Referring to FIG. 2, the pole piece feeding device 3 further includes a first position sensor 34. The first position sensor 34 is disposed in the driving assembly 32 or the pole piece clamping assembly 31. The first position sensor 34 is used to detect the position of the pole piece clamping assembly 31. In one example, the first position sensor 34 may be a linear displacement sensor. In another example, the first position sensor 34 includes a proximity switch. The proximity switch is installed and fixed on the base 321, and a trigger plate is installed on the first roller frame 311. or. The proximity switch is installed and fixed on the first roller frame 311, and a trigger plate is installed on the base 321. The trigger board can trigger the proximity switch. Optionally, the number of proximity switches is three, so that when the pole piece clamping assembly 31 moves to the receiving position, the feeding position, or the middle position between the receiving position and the feeding position, the trigger plate can trigger the corresponding approach switch.

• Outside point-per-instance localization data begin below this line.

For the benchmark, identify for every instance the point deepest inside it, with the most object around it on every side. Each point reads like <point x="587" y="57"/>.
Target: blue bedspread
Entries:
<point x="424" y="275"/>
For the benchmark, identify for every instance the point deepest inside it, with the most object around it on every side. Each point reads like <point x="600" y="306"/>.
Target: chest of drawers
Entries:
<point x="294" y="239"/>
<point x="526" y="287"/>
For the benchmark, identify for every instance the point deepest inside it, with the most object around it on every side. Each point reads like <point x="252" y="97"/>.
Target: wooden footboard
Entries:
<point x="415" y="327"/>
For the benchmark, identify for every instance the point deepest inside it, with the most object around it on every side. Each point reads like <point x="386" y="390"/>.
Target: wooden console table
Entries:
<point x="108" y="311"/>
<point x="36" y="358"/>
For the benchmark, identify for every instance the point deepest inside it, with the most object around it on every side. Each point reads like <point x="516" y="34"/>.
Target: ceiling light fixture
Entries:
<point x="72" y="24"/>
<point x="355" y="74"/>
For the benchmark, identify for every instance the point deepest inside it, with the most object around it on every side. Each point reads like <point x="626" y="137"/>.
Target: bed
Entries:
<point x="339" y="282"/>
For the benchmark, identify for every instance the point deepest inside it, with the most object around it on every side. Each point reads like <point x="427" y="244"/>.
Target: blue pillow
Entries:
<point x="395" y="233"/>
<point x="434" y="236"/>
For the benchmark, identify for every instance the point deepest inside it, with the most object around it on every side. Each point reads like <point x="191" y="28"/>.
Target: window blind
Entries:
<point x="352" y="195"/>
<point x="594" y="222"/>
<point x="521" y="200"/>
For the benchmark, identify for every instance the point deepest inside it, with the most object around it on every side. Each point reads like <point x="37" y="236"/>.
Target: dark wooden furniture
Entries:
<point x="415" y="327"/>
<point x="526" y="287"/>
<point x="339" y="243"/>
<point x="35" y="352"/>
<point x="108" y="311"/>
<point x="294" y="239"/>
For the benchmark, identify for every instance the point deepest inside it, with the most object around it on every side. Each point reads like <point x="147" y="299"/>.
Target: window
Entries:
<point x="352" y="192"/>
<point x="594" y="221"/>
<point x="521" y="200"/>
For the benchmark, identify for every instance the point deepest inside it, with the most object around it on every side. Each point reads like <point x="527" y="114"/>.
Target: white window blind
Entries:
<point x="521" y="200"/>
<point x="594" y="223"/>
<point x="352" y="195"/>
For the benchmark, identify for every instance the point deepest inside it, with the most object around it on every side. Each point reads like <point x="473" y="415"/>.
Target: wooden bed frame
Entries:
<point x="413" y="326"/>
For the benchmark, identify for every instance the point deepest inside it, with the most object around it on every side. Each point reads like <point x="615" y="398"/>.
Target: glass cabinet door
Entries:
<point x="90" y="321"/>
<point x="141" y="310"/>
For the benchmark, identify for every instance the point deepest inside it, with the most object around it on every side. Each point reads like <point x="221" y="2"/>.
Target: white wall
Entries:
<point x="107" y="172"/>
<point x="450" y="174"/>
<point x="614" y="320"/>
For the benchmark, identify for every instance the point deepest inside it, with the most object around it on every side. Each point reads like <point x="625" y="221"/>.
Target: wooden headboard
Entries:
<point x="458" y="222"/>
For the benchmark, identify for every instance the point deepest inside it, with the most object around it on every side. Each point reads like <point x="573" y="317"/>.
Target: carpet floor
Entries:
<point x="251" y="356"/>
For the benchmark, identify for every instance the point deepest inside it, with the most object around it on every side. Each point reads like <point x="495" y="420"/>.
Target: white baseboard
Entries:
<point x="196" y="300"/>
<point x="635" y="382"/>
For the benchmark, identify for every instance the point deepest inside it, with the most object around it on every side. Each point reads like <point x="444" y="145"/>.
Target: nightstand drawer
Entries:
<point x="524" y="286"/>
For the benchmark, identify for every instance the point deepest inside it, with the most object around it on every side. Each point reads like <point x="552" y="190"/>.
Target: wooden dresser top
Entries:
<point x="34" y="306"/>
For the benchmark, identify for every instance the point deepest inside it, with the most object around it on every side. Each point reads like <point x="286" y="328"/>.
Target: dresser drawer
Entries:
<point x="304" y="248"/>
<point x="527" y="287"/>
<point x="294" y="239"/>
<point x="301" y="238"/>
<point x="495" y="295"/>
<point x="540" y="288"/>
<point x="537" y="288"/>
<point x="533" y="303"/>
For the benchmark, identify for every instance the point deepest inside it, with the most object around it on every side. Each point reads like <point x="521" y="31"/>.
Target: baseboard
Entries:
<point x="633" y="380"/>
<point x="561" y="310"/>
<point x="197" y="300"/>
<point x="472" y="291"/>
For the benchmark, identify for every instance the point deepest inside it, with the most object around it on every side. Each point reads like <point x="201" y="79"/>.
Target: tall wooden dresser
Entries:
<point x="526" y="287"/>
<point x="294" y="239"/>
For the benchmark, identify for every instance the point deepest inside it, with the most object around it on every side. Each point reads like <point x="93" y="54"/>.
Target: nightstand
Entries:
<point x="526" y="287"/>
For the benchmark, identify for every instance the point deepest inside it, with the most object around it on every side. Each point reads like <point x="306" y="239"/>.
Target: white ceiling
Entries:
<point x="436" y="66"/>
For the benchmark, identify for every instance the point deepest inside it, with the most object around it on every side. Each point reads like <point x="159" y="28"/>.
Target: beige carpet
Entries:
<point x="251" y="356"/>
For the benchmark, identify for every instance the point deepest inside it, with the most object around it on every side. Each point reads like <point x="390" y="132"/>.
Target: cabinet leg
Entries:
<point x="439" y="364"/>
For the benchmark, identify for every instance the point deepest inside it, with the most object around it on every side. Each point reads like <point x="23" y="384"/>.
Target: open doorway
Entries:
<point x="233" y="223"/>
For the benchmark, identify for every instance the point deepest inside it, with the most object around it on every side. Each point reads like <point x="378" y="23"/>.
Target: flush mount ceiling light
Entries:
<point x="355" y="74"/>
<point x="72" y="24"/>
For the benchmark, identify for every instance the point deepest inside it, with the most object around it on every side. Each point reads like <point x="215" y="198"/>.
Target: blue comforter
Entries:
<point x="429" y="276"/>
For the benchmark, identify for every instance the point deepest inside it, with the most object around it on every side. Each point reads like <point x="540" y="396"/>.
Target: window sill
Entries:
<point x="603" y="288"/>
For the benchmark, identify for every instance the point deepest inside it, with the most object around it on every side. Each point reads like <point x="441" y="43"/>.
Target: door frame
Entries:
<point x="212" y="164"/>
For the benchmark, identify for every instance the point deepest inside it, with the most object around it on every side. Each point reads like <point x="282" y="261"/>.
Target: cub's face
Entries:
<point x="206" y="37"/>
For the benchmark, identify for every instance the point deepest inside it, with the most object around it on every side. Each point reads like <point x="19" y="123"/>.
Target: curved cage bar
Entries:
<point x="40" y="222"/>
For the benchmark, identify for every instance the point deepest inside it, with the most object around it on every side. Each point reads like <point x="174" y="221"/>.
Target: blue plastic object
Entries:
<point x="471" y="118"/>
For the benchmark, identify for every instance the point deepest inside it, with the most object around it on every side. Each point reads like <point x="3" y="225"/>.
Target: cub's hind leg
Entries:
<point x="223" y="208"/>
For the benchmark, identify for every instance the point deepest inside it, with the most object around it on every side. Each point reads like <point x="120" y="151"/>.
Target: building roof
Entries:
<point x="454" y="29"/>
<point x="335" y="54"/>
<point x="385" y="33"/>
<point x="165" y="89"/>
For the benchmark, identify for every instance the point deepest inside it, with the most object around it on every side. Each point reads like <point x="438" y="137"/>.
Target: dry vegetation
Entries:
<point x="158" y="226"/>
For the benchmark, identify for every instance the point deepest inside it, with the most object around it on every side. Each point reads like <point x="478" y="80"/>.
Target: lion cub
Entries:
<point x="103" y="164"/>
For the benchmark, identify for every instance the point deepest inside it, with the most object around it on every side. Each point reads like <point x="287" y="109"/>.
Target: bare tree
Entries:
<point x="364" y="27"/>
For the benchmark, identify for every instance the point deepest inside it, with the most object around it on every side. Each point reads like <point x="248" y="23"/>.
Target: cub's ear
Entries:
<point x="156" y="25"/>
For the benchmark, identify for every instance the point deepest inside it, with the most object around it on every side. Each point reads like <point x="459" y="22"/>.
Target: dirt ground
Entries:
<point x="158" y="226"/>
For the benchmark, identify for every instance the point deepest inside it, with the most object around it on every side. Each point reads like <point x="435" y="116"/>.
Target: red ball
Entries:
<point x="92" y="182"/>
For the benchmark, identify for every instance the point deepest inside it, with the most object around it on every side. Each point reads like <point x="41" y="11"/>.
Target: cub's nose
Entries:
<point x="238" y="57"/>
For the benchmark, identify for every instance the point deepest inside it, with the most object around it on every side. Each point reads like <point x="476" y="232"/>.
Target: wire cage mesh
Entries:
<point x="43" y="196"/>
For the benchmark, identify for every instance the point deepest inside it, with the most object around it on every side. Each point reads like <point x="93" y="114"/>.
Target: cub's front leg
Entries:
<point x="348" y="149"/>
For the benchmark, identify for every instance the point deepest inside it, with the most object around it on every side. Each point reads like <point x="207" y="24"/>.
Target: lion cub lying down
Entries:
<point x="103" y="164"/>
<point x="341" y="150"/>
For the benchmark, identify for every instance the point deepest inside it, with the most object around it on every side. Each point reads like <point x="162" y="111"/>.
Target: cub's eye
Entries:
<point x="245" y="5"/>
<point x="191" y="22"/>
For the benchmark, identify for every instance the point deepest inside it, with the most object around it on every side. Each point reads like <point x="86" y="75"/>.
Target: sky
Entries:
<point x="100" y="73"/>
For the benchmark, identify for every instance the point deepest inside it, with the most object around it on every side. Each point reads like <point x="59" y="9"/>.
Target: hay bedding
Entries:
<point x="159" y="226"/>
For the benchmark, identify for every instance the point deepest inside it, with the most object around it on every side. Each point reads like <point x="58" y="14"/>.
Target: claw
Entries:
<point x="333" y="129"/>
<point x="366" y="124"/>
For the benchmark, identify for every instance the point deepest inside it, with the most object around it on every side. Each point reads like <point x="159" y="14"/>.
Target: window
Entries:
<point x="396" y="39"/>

The first position sensor 34 can accurately detect the position of the pole piece clamping assembly 31 to improve the position accuracy of the pole piece clamping assembly 31 and ensure that the pole piece clamping assembly 31 accurately stays at the predetermined position of the receiving or feeding position. It is beneficial to improve the accuracy of the material receiving and feeding of the pole piece clamping assembly 31, thereby helping to improve the accuracy of the winding position of the winding section 50.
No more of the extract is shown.